Powered by Spark ETL or ELT processes, a large volume of data can be ingested from a variety of data assets, cleansed, transformed, reshaped and efficiently loaded to Oracle Autonomous Data Warehouse. The Oracle Autonomous Data Warehouse database is an industry leading fully managed and automated database for analytical workloads including data marts, data warehouse and data lakes. It is self-tuning, and provides automated provisioning, patching, and maintenance, thus optimizing performance.
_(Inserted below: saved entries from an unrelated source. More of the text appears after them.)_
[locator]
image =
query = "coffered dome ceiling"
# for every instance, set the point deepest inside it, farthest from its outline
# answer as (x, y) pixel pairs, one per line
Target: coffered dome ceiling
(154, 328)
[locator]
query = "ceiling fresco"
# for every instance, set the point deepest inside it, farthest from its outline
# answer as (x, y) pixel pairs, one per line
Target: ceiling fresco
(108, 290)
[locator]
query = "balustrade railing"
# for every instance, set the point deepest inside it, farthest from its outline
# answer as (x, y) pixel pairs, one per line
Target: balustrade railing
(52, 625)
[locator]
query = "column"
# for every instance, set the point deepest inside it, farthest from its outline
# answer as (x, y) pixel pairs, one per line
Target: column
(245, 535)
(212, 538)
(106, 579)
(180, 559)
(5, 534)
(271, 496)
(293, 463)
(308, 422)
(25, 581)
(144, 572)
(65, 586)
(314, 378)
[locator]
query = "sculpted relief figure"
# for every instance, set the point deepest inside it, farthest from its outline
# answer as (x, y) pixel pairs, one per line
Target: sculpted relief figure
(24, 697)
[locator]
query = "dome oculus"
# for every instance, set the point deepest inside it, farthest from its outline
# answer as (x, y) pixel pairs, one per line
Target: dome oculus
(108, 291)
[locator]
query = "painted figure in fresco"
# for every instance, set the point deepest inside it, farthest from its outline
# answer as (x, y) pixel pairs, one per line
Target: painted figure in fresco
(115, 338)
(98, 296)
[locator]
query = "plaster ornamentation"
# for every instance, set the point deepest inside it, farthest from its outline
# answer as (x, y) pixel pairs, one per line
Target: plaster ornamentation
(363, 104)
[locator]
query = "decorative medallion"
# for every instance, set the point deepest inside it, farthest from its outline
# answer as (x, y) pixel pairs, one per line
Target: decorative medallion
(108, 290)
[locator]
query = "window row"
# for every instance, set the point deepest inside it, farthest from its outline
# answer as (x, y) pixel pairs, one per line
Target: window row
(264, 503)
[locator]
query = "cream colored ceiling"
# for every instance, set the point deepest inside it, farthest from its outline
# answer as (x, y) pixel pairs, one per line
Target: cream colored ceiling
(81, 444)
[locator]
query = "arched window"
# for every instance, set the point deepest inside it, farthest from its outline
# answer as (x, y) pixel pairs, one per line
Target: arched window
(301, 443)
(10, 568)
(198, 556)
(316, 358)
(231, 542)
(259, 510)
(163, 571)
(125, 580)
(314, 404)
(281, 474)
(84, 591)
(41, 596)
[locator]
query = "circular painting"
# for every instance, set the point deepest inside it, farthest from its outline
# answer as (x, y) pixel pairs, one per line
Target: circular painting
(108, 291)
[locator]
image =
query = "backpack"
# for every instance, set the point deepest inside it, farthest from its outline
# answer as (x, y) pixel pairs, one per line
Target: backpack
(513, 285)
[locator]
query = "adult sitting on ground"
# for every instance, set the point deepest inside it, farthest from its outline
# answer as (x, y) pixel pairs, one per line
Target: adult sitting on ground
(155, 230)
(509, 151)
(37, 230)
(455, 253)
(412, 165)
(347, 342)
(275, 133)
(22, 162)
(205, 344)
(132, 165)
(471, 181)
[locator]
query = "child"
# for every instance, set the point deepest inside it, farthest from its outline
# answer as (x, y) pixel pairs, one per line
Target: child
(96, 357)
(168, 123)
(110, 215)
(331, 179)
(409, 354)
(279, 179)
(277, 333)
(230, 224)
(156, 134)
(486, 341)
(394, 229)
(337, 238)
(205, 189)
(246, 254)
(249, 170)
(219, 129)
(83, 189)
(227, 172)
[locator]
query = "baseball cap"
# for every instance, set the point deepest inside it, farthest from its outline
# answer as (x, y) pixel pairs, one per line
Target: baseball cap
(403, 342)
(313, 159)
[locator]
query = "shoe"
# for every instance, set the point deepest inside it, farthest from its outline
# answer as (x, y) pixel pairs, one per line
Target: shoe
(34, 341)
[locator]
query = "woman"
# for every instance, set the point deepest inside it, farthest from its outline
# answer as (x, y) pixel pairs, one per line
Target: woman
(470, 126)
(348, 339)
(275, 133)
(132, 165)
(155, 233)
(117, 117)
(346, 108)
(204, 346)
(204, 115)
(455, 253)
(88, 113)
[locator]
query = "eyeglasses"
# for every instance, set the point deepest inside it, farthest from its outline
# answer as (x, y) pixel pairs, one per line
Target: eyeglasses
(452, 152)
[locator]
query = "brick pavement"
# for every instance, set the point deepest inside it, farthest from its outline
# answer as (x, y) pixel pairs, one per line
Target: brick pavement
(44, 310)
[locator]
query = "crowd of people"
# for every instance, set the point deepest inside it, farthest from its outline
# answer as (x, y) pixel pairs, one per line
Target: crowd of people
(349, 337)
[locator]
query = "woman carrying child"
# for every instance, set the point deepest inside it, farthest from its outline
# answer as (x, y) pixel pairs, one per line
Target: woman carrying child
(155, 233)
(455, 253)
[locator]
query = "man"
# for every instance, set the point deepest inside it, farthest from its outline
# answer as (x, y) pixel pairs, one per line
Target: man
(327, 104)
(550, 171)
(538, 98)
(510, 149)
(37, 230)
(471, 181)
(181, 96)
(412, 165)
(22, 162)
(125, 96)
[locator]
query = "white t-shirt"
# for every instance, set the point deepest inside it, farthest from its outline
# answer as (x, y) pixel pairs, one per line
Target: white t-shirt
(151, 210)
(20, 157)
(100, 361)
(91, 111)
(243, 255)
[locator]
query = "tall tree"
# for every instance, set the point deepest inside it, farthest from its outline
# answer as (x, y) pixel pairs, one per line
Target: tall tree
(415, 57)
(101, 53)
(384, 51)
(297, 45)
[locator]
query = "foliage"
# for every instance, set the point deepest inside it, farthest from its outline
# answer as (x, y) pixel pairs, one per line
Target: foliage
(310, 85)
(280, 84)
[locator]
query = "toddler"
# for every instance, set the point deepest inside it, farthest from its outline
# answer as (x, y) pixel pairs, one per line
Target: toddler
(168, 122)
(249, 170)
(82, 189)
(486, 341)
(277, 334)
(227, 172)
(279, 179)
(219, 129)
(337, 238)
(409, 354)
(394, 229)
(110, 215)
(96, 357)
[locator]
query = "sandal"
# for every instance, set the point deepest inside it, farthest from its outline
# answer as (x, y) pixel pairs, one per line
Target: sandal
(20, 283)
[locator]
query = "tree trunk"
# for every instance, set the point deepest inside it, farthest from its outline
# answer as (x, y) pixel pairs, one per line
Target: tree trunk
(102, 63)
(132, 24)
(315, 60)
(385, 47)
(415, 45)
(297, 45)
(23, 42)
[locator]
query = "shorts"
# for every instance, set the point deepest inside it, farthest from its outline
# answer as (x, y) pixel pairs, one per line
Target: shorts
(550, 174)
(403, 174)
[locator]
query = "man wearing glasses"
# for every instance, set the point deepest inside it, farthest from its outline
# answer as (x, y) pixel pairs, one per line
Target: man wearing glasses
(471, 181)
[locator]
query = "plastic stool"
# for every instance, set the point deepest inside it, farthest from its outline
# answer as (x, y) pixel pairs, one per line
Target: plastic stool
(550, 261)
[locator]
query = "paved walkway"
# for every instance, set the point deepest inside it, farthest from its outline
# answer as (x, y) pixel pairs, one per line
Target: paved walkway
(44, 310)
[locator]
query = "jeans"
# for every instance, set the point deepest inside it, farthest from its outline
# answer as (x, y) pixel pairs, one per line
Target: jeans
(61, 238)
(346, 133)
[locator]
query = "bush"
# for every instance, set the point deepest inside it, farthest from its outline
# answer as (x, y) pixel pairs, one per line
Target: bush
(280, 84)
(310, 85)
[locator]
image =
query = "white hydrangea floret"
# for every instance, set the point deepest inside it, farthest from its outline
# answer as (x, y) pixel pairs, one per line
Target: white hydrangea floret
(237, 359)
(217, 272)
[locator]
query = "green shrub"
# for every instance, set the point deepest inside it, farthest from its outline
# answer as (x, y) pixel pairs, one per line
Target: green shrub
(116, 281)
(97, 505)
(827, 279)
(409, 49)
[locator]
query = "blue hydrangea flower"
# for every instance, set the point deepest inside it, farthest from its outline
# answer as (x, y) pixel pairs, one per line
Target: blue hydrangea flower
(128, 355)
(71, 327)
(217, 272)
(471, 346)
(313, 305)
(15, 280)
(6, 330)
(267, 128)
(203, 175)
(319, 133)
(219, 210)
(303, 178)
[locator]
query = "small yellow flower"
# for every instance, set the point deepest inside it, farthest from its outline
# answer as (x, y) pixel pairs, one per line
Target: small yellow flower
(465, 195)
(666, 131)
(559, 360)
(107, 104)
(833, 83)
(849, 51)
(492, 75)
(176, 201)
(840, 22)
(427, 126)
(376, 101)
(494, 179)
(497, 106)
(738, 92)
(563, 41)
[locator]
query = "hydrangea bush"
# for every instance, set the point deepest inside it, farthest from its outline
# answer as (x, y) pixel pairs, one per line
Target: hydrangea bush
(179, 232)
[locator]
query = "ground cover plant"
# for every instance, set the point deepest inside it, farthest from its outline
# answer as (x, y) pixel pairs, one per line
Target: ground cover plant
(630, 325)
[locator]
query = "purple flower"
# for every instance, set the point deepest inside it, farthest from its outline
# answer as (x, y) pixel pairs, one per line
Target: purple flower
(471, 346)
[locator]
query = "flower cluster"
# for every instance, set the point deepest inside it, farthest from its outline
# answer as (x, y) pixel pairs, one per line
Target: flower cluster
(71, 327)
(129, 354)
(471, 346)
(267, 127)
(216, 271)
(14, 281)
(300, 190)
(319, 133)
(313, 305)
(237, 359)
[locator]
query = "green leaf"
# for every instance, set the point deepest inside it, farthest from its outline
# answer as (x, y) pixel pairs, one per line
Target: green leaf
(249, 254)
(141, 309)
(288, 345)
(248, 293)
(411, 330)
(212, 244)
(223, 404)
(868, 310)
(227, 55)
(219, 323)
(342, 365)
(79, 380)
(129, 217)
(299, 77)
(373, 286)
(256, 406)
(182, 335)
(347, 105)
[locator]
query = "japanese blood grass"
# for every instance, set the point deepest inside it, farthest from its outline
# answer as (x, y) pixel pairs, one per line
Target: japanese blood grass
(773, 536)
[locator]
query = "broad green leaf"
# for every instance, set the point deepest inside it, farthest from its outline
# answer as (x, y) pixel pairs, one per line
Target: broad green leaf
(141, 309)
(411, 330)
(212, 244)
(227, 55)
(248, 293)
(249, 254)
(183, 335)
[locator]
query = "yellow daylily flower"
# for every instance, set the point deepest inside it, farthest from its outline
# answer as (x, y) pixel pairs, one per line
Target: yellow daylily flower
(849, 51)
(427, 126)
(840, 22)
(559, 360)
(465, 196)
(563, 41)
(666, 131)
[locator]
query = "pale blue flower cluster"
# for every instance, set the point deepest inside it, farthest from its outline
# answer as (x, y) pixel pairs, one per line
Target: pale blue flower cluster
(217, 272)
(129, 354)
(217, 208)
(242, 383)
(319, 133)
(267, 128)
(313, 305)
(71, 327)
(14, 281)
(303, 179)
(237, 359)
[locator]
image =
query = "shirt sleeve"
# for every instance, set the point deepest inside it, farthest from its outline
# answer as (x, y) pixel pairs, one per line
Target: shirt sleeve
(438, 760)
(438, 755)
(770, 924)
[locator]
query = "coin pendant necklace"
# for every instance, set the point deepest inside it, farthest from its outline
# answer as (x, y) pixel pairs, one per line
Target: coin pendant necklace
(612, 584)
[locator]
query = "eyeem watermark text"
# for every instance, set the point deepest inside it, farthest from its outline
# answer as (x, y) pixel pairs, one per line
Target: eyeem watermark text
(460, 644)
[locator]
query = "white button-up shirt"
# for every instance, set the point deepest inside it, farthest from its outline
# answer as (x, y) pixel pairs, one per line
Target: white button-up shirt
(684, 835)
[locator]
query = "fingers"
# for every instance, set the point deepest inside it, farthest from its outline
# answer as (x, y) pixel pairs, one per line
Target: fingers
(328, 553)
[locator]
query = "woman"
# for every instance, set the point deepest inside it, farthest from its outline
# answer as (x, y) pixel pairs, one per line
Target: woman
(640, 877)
Further data can be analyzed using Oracle Cloud Infrastructure Data Science service. AI models can be built, trained, and deployed using high-performance low-cost GPU compute. Custom outgoing web hooks are built to push data assets to end users using a secured endpoint and identity service.
- Use a private virtual cloud network to deploy services and use a security list and NSGs to restrict unintended access.
- Use OCI Identity and Access Management to apply the principal of least privilege and role-based access controls.
- OCI API Gateway enables you to publish APIs with private endpoints that are accessible from within your network, and which you can expose to the public internet if required. The endpoints support API validation, request and response transformation, CORS, authentication and authorization, and request limiting.
- OCI ensures regulatory compliance with major standards, including HIPAA and FedRAMP, providing a secure foundation for protecting sensitive data.
- Use open-source technology to avoid vendor lock-in on OCI such as LangChain, REST API, Functions, and build an abstraction layer on top to accelerate innovation and transformation.